This notebook is a first attempt of doing this data loading, for the simple pleasure of exploring a dataset of things I really love. 📚 ❤️

In [11]:
import glob

book_list = glob.glob('txt/**/*.book', recursive=True)

print ('First 10 books read:', ', '.join(book_list[:9]))

First 10 books read: txt\A\Actions_Speak.book, txt\A\Allan_Kardec.book, txt\A\Armazem_do_Folclore.book, txt\A\Assim_tudo_comecou.book, txt\A\As_dobraduras_de_Papelino.book, txt\A\A_Arte_Naif_no_Brasil.book, txt\A\A_Divina_Comedia-Inferno.book, txt\A\A_Divina_Comedia-Paraiso.book, txt\A\A_Divina_Comedia-Purgatorio.book


Most are utf-8, but not all of them.

In [19]:
books_encoding = {}
books_encoding['utf-8'] = 0
books_encoding['cp1252'] = 0

for book in book_list:
    try:
        with open(book, 'r', encoding='utf-8') as bookfile:
            content = bookfile.readlines()
            books_encoding['utf-8'] = books_encoding['utf-8'] + 1
    except UnicodeDecodeError:
        try:
            with open(book, 'r', encoding='cp1252') as bookfile:
                content = bookfile.readlines()
                books_encoding['cp1252'] = books_encoding['cp1252'] + 1
        except Exception:
            with open(book, 'r') as bookfile:
                content = bookfile.readlines()
                if (bookfile.encoding in books_encoding):
                    books_encoding[bookfile.encoding] = books_encoding[bookfile.encoding] + 1
                else:
                    books_encoding[bookfile.encoding] = 1

print (books_encoding)

{'utf-8': 954, 'cp1252': 13}


And a few require some wrangling, which I'll do in the original files --

In [45]:
def process_line(line):
    book_properties = {}
    if (line.strip() > ''): 
        if '=' in line:
            try:
                prop_name, prop_value = line.split('=')
                book_properties[prop_name.strip()] = prop_value.strip()
            except ValueError:
                print ('*** Incorrect property setting formatting (double equals sign):', book, "- Line: ", line.strip())
        else:
            print ('*** Incorrect property setting (no equals sign):', book, "- Line: ", line.strip())
    return book_properties

all_books = {}
for book in book_list:
    all_books[book] = []
    try:
        with open(book, 'r', encoding='utf-8-sig') as bookfile:
            content = bookfile.readlines()
            book_property = {}
            for line in content:
                book_property = process_line(line)
                if (len(book_property) > 0):
                    all_books[book].append(book_property)
    except UnicodeDecodeError:
        try:
            with open(book, 'r', encoding='cp1252') as bookfile:
                content = bookfile.readlines()
                book_property = {}
                for line in content:
                    book_property = process_line(line)
                    if (len(book_property) > 0):
                        all_books[book].append(book_property)
        except Exception:
            print ("File couldn't be parsed:", book, " - Encoding: ", bookfile.encoding)
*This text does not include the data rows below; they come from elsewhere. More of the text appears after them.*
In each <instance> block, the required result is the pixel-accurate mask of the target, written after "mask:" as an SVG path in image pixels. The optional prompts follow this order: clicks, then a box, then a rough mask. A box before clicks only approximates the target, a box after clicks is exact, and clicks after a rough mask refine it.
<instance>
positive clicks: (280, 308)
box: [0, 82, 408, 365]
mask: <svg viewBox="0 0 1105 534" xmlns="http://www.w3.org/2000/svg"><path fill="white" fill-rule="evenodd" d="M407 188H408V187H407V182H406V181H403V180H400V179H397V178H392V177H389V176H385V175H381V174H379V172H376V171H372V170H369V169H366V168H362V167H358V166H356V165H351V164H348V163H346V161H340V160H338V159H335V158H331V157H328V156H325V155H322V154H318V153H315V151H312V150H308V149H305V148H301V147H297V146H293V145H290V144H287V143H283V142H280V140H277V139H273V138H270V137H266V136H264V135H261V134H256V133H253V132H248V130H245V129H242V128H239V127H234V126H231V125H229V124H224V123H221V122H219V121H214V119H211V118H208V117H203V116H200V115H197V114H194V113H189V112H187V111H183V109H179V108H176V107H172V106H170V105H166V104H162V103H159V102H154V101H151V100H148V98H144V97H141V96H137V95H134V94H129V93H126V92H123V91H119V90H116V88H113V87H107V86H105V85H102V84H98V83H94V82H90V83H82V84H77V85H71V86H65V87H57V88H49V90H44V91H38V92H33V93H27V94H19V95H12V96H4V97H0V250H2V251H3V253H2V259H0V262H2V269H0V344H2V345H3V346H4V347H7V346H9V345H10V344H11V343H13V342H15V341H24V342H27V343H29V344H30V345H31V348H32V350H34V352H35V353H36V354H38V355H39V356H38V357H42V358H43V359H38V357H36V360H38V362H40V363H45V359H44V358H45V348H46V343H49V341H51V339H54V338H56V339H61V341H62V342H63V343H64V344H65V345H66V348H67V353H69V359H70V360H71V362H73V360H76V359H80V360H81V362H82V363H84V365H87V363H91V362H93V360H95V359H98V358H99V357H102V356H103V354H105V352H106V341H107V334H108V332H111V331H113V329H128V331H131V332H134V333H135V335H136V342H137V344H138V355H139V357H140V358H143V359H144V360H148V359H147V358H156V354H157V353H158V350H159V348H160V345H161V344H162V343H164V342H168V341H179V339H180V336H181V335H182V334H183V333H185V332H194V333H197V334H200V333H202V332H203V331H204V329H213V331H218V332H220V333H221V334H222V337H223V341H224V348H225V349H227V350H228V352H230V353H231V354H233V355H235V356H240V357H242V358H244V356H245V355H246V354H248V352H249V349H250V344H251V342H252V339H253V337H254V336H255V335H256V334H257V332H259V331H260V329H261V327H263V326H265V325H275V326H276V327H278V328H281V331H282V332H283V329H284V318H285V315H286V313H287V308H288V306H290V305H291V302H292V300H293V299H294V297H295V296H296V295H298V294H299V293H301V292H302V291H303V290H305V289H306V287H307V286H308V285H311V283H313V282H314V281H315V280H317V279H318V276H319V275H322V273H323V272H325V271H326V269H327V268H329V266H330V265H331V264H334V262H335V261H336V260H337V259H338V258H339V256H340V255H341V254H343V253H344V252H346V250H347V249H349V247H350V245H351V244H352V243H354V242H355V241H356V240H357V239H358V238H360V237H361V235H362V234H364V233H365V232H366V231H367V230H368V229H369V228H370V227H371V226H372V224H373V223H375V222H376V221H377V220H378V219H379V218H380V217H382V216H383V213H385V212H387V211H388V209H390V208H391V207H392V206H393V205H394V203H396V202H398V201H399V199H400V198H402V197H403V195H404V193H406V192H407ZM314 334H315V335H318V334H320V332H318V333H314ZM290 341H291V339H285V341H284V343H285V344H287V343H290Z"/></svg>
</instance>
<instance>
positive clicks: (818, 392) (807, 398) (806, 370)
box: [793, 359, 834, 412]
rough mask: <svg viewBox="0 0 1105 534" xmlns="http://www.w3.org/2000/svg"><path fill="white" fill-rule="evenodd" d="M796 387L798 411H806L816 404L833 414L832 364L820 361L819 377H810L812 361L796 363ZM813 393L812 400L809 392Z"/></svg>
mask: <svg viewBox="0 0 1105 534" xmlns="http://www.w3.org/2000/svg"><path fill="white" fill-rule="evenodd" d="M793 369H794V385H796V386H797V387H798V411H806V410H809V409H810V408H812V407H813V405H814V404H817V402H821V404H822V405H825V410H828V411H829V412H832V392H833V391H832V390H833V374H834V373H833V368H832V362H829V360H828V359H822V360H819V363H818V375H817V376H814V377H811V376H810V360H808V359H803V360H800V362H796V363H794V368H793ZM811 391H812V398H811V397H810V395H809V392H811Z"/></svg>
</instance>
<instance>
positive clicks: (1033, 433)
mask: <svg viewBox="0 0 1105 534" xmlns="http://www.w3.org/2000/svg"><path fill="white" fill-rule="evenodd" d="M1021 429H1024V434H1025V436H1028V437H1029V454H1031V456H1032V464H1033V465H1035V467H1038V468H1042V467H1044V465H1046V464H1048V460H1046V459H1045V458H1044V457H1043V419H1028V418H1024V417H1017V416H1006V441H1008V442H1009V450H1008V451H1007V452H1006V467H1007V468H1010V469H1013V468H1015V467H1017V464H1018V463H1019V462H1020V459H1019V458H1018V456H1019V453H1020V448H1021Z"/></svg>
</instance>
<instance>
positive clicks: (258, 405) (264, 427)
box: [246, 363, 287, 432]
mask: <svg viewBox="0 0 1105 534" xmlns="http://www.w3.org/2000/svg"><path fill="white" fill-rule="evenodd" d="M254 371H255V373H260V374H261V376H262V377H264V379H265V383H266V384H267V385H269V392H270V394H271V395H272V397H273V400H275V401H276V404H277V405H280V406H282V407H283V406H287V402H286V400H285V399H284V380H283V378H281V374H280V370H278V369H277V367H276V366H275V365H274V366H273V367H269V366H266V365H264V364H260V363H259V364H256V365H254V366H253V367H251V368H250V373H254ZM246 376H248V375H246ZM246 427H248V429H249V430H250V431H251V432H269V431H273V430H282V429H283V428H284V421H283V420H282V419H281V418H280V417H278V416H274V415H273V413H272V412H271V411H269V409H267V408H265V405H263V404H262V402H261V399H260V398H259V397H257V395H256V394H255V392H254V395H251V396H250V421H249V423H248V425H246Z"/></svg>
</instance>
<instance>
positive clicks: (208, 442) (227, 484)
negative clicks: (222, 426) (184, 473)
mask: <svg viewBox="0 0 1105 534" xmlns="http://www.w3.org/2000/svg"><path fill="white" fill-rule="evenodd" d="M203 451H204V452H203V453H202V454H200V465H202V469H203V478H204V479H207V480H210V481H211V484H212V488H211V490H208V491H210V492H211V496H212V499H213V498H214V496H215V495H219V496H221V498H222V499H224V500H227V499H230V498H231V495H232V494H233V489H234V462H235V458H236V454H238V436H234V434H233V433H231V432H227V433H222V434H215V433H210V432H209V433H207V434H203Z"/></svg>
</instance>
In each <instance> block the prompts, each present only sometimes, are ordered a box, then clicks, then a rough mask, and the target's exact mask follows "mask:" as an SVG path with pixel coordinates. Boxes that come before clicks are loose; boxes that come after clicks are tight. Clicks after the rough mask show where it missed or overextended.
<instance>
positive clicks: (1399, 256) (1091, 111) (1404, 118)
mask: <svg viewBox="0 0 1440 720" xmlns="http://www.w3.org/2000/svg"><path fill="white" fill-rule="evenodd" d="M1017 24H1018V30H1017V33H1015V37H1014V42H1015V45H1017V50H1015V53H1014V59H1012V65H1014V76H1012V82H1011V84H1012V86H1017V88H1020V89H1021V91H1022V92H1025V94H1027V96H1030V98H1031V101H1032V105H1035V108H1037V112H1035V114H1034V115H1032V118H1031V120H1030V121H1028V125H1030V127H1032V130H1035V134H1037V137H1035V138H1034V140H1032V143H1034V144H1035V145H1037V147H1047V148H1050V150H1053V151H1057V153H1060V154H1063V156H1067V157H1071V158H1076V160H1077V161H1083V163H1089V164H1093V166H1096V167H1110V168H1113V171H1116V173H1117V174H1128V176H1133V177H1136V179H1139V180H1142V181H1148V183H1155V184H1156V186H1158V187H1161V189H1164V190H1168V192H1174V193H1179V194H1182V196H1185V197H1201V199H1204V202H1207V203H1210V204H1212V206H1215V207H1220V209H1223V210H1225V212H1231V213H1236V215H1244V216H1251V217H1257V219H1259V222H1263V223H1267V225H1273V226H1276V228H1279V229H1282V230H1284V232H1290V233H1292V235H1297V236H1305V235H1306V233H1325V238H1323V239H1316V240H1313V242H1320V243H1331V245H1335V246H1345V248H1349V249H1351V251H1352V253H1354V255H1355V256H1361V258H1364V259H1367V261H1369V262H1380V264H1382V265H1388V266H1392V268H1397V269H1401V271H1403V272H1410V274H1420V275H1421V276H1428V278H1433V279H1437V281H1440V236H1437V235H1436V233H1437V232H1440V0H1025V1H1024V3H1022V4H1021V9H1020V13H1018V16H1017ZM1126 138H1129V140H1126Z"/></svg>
*** Incorrect property setting (no equals sign): txt\A\O_Alienista.book - Line:  subtypefiction
*** Incorrect property setting formatting (double equals sign): txt\C\Antologia_do_Folclore_Brasileiro-Vol_1.book - Line:  keyword==Salamancas
*** Incorrect property setting formatting (double equals sign): txt\M\Ruido_Blanco_6.book - Line:  series=series=Ruido Blanco
*** Incorrect property setting formatting (double equals sign): txt\W\Nao_entendo_muito_de_vinho_mas_sei_do_que_gosto.book - Line:  <=== fix this! subtype=nonfiction fiction poetry dictionary textbook biography handbook cookbook guidebook travelogue manual comics photobook drawing grammar puzzle scripture proceedings gamebook


Reloading books, after fixing the errors above.

In [66]:
import glob


def process_line(line):
    book_properties = {}
    if (line.strip() > ''): 
        if '=' in line:
            try:
                prop_name, prop_value = line.split('=')
                book_properties[prop_name.strip()] = prop_value.strip()
            except ValueError:
                print ('*** Incorrect property setting formatting (double equals sign):', book, "- Line: ", line.strip())
        else:
            print ('*** Incorrect property setting (no equals sign):', book, "- Line: ", line.strip())
    return book_properties


book_list = glob.glob('txt/**/*.book', recursive=True)

all_books = {}
for book in book_list:
    all_books[book] = []
    try:
        with open(book, 'r', encoding='utf-8-sig') as bookfile:
            content = bookfile.readlines()
            book_property = {}
            for line in content:
                book_property = process_line(line)
                if (len(book_property) > 0):
                    all_books[book].append(book_property)
    except UnicodeDecodeError:
        try:
            with open(book, 'r', encoding='cp1252') as bookfile:
                content = bookfile.readlines()
                book_property = {}
                for line in content:
                    book_property = process_line(line)
                    if (len(book_property) > 0):
                        all_books[book].append(book_property)
        except Exception:
            print ("File couldn't be parsed:", book, " - Encoding: ", bookfile.encoding)
            
print (len(all_books))

969


How about the encodings now, with the new dataset?

In [7]:
books_encoding = {}
books_encoding['utf-8'] = 0
books_encoding['cp1252'] = 0

for book in book_list:
    try:
        with open(book, 'r', encoding='utf-8') as bookfile:
            content = bookfile.readlines()
            books_encoding['utf-8'] = books_encoding['utf-8'] + 1
    except UnicodeDecodeError:
        try:
            with open(book, 'r', encoding='cp1252') as bookfile:
                content = bookfile.readlines()
                books_encoding['cp1252'] = books_encoding['cp1252'] + 1
        except Exception:
            with open(book, 'r') as bookfile:
                content = bookfile.readlines()
                if (bookfile.encoding in books_encoding):
                    books_encoding[bookfile.encoding] = books_encoding[bookfile.encoding] + 1
                else:
                    books_encoding[bookfile.encoding] = 1

print (books_encoding)

{'utf-8': 956, 'cp1252': 13}


Checking some book samples.

In [69]:
print (list(all_books.keys())[:9])

['txt\\A\\Actions_Speak.book', 'txt\\A\\Allan_Kardec.book', 'txt\\A\\Armazem_do_Folclore.book', 'txt\\A\\Assim_tudo_comecou.book', 'txt\\A\\As_dobraduras_de_Papelino.book', 'txt\\A\\A_Arte_Naif_no_Brasil.book', 'txt\\A\\A_Divina_Comedia-Inferno.book', 'txt\\A\\A_Divina_Comedia-Paraiso.book', 'txt\\A\\A_Divina_Comedia-Purgatorio.book']


In [70]:
print (all_books['txt\\A\\A_Divina_Comedia-Paraiso.book'])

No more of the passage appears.